The God of Small Things changed my reading life. I picked it up about five years ago and it showed me how luscious prose can be.
To be fair, I'm especially drawn to and fascinated by images, culture and literature inspired by India. I can't deny the affinity I feel with India and everything it brings to my mind - karmic ties, wrapped sarees, tropical flora, color-saturated divinities and mystical transcendence.
Good luck leaving me alone with any text written about India; a compelling, urgent, insatiable need to read will strike in an attempt to feed my curiosity about all things Indian.
Arundhati Roy writes with softly, vividly with extraordinary compassion for the fragile composition of the human emotional palette. Reading The God of Small Things painted images in my mind and made me feel the pain of its characters with gentle aching just by reading words on a page. That's powerful. I was quite satisfied with the experience of reading it and it holds a special place in my literary heart. If Ihadn't been so in love with the book and so eager to share that I lent it to someone who never gave it back I would re-read it this minute.
Ok, confession: I can rarely go wrong with a Booker Prize winner.
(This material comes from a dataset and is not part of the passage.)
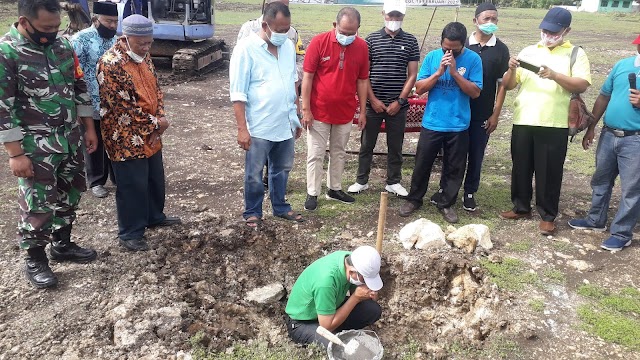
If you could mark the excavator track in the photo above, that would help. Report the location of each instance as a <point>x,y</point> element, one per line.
<point>195,58</point>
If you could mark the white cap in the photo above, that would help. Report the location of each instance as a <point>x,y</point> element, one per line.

So I'm a cheat and a fraud because I generally don't give books a chance unless they've got some fancy recommendation backing them. Yes, it's snobbery - but for practical reasons. Excess time is a luxury item and I can't afford chancing it on books with an unlikely payoff. Life is too short to read 50 Shades of Grey. I rely on the opinion of experts and time to reveal the cream of the crop. Booker Prize winners (and often even titles on the shortlist) are as close as it gets to a sure thing.
So now you know, my taste in books is not as beautifully forgiving or broadly receptive as I would like you to believe. I like good books and I cannot lie - The God of Small Things tendrilled its way into my blog, heart and list of top 10 favorite books forever and ever.